Si antaño fue salud o limpieza, hoy el baño es placer. El historiador de la técnica Sigfried Giedion describió la evolución histórica del baño entre los dos polos del rejuvenecimiento y la higiene: bien como instrumento de rehabilitación corporal, bien como medio de limpieza personal. La inmersión en agua caliente o fría servía para regenerar los cuerpos maltratados por la enfermedad o por la edad, y también para lavar la piel o el pelo de la suciedad adherida por la vida diaria. El descubrimiento de los gérmenes reunió ambas funciones, y desde entonces la salud y la higiene son inseparables, haz y envés del baño regular.
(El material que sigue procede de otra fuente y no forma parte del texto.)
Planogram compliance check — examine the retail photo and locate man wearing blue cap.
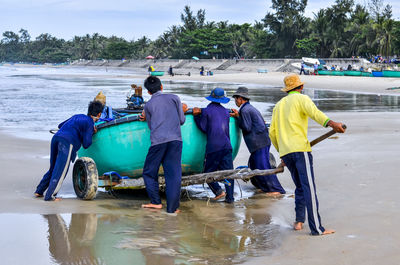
[140,76,187,213]
[193,87,234,203]
[231,87,285,196]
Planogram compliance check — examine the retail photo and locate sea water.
[0,66,399,264]
[0,66,400,140]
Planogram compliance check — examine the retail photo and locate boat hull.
[372,71,383,77]
[382,70,400,77]
[78,114,241,178]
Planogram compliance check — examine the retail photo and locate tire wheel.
[269,153,276,168]
[72,157,99,200]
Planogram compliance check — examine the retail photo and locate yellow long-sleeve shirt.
[269,91,329,157]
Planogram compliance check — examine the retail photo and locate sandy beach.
[0,73,400,265]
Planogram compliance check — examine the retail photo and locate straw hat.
[94,91,106,105]
[281,74,304,92]
[232,86,250,100]
[206,87,230,104]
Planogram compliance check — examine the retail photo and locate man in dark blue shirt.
[231,87,285,195]
[35,101,103,201]
[141,76,187,213]
[193,87,234,203]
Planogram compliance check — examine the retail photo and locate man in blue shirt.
[141,76,187,213]
[231,87,285,196]
[193,87,234,203]
[35,101,103,201]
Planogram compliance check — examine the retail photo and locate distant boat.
[343,70,362,76]
[291,63,314,72]
[301,57,321,66]
[372,71,383,77]
[150,71,164,76]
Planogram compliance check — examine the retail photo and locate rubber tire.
[72,157,99,200]
[269,153,276,168]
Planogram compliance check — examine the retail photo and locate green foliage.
[0,0,400,63]
[295,37,319,57]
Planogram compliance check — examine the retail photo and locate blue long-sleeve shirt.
[54,114,94,152]
[238,102,271,153]
[194,102,232,154]
[144,91,186,146]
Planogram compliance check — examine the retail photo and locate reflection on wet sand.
[44,196,280,264]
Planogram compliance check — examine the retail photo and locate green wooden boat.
[382,70,400,77]
[318,70,331,75]
[151,71,164,76]
[343,71,362,76]
[361,72,373,77]
[78,114,241,178]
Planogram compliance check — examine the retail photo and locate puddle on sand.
[0,199,282,264]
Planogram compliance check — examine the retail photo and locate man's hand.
[230,109,239,118]
[193,107,201,116]
[327,120,346,133]
[139,111,146,121]
[182,103,189,113]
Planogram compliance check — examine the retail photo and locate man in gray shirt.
[141,76,187,213]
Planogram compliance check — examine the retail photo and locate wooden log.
[113,167,283,189]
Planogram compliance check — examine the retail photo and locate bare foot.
[211,192,226,201]
[142,203,162,209]
[293,222,303,231]
[321,229,335,236]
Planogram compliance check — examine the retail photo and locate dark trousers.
[143,141,182,213]
[204,149,235,203]
[282,152,325,235]
[249,145,286,194]
[35,136,73,201]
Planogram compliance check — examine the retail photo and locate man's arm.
[82,119,94,149]
[326,120,346,133]
[304,97,346,133]
[238,106,252,133]
[176,96,187,125]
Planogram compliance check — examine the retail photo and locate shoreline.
[0,64,400,265]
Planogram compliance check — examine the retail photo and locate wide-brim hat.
[206,87,230,104]
[281,74,304,92]
[232,86,250,100]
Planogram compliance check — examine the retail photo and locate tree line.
[0,0,400,63]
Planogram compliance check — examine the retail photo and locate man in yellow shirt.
[269,74,345,235]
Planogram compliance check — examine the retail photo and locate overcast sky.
[0,0,400,40]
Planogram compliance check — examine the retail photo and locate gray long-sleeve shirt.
[144,91,186,146]
[238,102,271,153]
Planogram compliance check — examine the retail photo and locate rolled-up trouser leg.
[143,143,167,204]
[162,141,182,213]
[249,145,286,194]
[35,137,58,195]
[282,152,325,235]
[204,152,222,196]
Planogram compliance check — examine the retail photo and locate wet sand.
[0,73,400,265]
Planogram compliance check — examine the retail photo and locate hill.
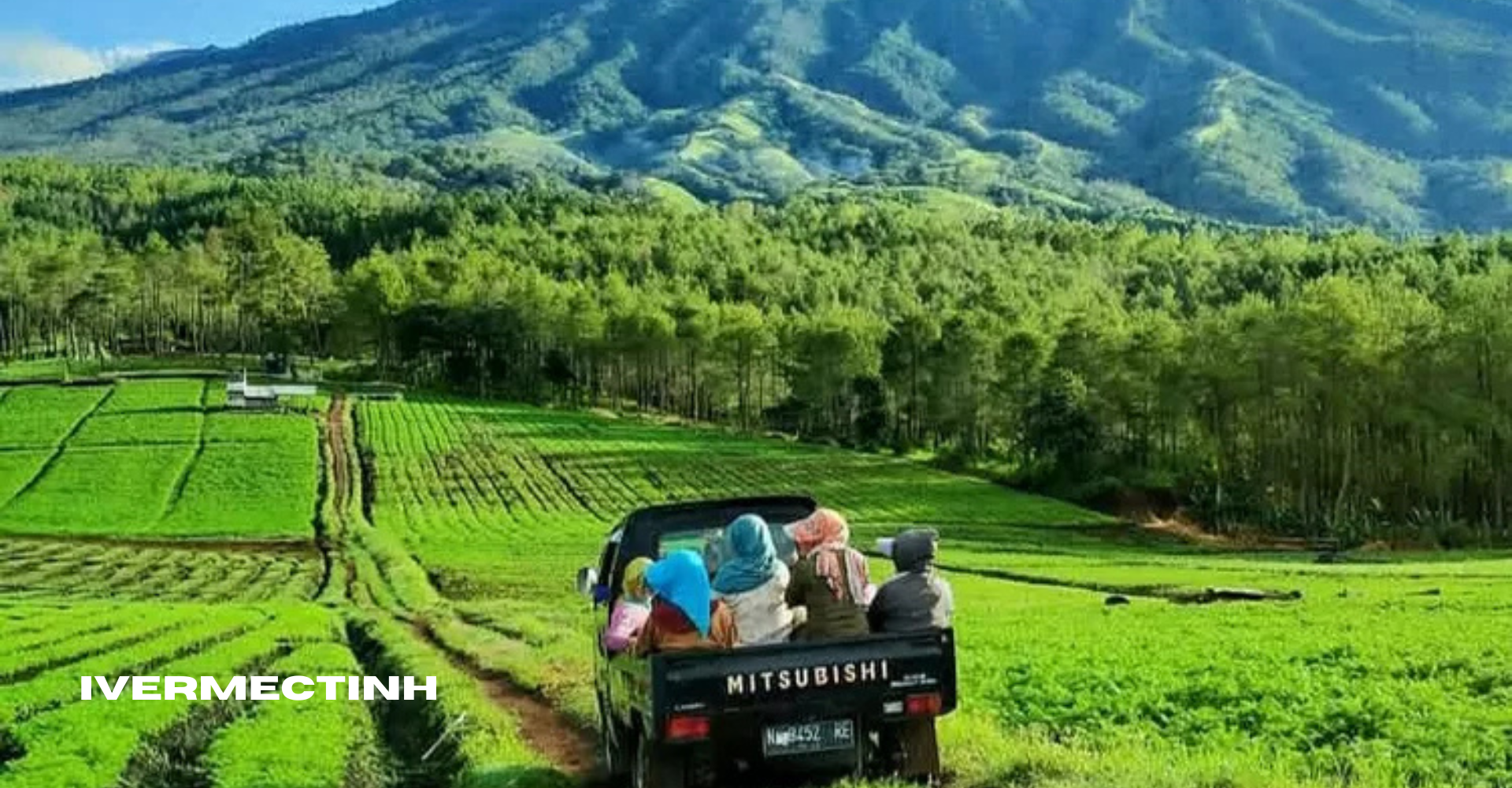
[9,0,1512,230]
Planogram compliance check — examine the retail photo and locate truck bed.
[618,629,955,738]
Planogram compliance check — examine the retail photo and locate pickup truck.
[577,497,955,788]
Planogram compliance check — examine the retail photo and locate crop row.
[0,540,322,602]
[204,641,376,788]
[0,380,319,538]
[0,385,110,449]
[346,617,572,788]
[953,574,1512,785]
[0,607,339,788]
[361,401,1098,523]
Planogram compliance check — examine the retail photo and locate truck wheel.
[880,720,940,785]
[631,738,688,788]
[598,706,633,785]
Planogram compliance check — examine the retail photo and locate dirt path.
[413,622,598,783]
[325,393,352,517]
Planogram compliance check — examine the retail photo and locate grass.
[0,380,321,540]
[0,381,1512,788]
[0,446,194,535]
[204,643,376,788]
[0,387,109,449]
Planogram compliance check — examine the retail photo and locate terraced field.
[0,380,319,540]
[358,400,1512,786]
[0,381,1512,788]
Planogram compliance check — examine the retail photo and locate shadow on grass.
[457,765,585,788]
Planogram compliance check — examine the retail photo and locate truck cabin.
[577,496,818,605]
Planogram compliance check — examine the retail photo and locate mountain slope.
[9,0,1512,230]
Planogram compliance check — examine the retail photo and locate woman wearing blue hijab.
[713,515,800,646]
[633,551,738,656]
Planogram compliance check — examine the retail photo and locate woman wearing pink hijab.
[786,508,874,640]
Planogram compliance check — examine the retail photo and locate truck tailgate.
[652,629,955,719]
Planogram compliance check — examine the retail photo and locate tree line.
[0,160,1512,545]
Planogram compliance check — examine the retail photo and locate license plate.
[762,720,856,756]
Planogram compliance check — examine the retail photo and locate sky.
[0,0,388,91]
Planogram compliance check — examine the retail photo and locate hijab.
[792,508,869,605]
[620,556,652,604]
[713,515,777,594]
[646,551,713,637]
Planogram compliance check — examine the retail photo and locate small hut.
[225,374,316,410]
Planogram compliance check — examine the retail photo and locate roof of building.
[225,381,316,400]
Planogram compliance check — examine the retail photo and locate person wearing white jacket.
[713,515,804,647]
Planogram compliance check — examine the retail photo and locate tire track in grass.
[0,385,115,511]
[314,392,352,599]
[919,551,1302,605]
[410,620,598,782]
[158,381,210,525]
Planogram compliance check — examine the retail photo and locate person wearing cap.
[866,528,955,632]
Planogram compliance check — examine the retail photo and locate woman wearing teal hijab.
[713,515,795,646]
[633,551,738,656]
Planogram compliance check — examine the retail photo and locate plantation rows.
[0,380,319,538]
[361,401,1087,526]
[358,400,1099,596]
[0,605,396,788]
[0,538,322,602]
[347,401,1512,788]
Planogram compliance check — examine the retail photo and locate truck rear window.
[656,528,724,574]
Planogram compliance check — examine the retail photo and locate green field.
[0,380,321,540]
[0,381,1512,788]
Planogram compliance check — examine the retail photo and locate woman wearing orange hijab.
[788,508,874,640]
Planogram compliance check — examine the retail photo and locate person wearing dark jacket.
[866,530,955,632]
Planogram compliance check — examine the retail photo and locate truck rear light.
[902,693,945,717]
[667,714,709,741]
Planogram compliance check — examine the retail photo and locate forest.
[9,159,1512,548]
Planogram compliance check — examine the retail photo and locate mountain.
[9,0,1512,232]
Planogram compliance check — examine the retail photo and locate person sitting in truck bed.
[866,528,955,632]
[713,515,802,646]
[603,558,652,655]
[786,508,873,641]
[632,551,739,656]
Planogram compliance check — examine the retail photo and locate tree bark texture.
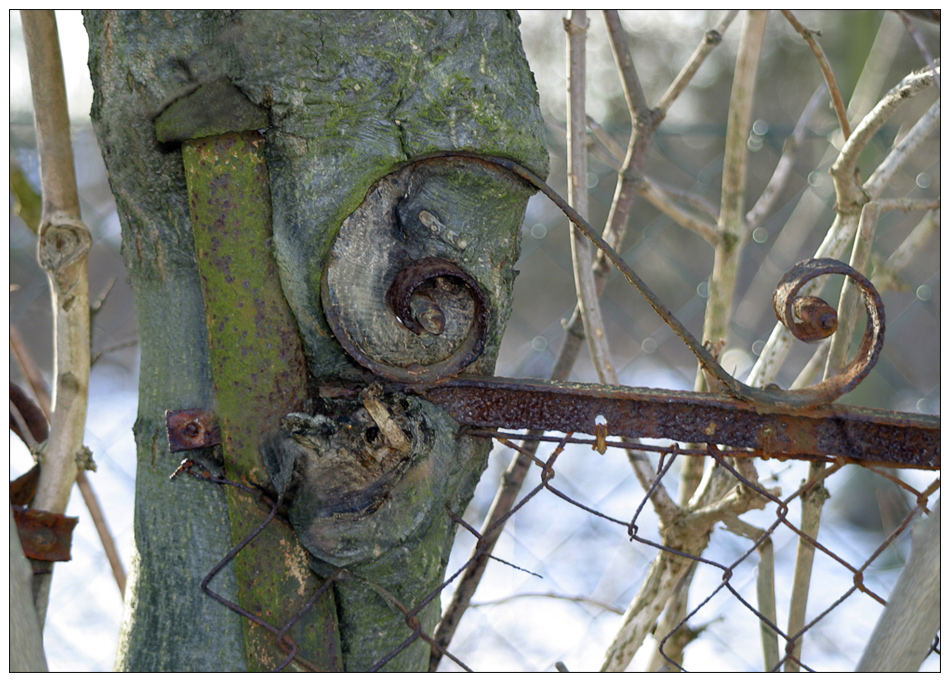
[91,11,547,670]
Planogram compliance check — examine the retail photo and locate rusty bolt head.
[165,408,221,452]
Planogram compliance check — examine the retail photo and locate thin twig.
[20,10,92,624]
[863,99,940,200]
[601,12,767,671]
[782,9,851,140]
[637,178,719,246]
[604,9,651,121]
[472,592,623,615]
[876,197,940,213]
[825,201,881,378]
[872,209,940,291]
[10,325,126,595]
[564,10,613,383]
[831,68,939,205]
[656,9,739,115]
[745,85,825,227]
[746,66,934,386]
[895,10,940,88]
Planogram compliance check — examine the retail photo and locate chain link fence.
[10,9,940,671]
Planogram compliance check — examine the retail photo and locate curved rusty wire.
[772,258,884,403]
[392,151,884,409]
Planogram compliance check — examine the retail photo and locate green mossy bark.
[182,132,341,671]
[85,10,547,670]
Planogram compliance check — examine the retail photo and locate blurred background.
[10,10,940,671]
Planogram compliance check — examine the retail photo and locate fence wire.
[10,10,940,671]
[175,420,939,671]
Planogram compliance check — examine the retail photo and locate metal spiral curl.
[772,258,884,404]
[324,151,884,410]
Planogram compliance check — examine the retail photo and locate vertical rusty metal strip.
[182,132,341,670]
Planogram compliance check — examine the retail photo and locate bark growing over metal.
[86,11,547,670]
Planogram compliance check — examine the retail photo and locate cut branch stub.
[772,258,884,404]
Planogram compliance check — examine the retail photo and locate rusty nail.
[165,408,221,452]
[11,505,79,561]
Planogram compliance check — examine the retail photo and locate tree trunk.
[86,11,547,670]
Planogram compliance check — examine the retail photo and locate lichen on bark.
[91,10,547,670]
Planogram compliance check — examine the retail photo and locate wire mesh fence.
[11,7,940,671]
[169,422,939,671]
Sin embargo, hoy ponemos la salud en manos de la medicina científica, y encomendamos la higiene diaria a la somera ducha —inicialmente concebida como una mecanización del lavado desarrollada en el contexto colectivo de los cuarteles—, mientras el baño queda reservado al placer sensual del hedonismo ensimismado.

La revolución moderna de la fontanería, que transformó los muebles y recipientes del aseo en aparatos sanitarios incorporados a las fábricas de los inmuebles, hizo del baño episódico una práctica frecuente, y generalizó en el ámbito doméstico lo que hasta aquel momento tenía como marco las termas o los baños públicos, fragmentando así en recintos individuales o familiares la tradicional naturaleza social y comunitaria de los espacios del agua. Este enclaustramiento y privatización de la inmersión salutífera fue haciendo perder importancia tanto a las casas de baños urbanos como a los balnearios vinculados a manantiales termales, recintos de sociabilidad espontánea que acabaron asociados a minorías específicas o a sectores envejecidos de la población. Pero actualmente asistimos a un auge de los spas ciudadanos y de las termas en entornos naturales que se dirigen a un público nuevo, orientado al bienestar y al consumo de experiencias.

Si la contemporánea recuperación de las vetustas instalaciones termales, segregadas cada vez más de las virtudes terapéuticas de ‘tomar las aguas’, supone un bienvenido rescate del baño para el dominio colectivo, al mismo tiempo es un índice de la extensión del culto al cuerpo en nuestras sociedades opulentas. Este hedonismo saludable, que deja atrás épocas de negación y represión, es a la vez una señal de dorada decadencia, y también un signo de la prosperidad ociosa de Occidente, que contrasta con las carencias higiénicas y sanitarias de tantas zonas desvalidas de un mundo en cuyo horizonte se dibujan ya las nuevas guerras del agua. Estos conflictos, abreviados de forma paródica en nuestras tristes pugnas regionales por las cuencas hidrográficas, recuerdan la escasez y desigualdad en el acceso que indeleblemente marca la biopolítica global del agua, cuyos indudables placeres no pueden hacernos ignorar nuestro no menos evidente privilegio.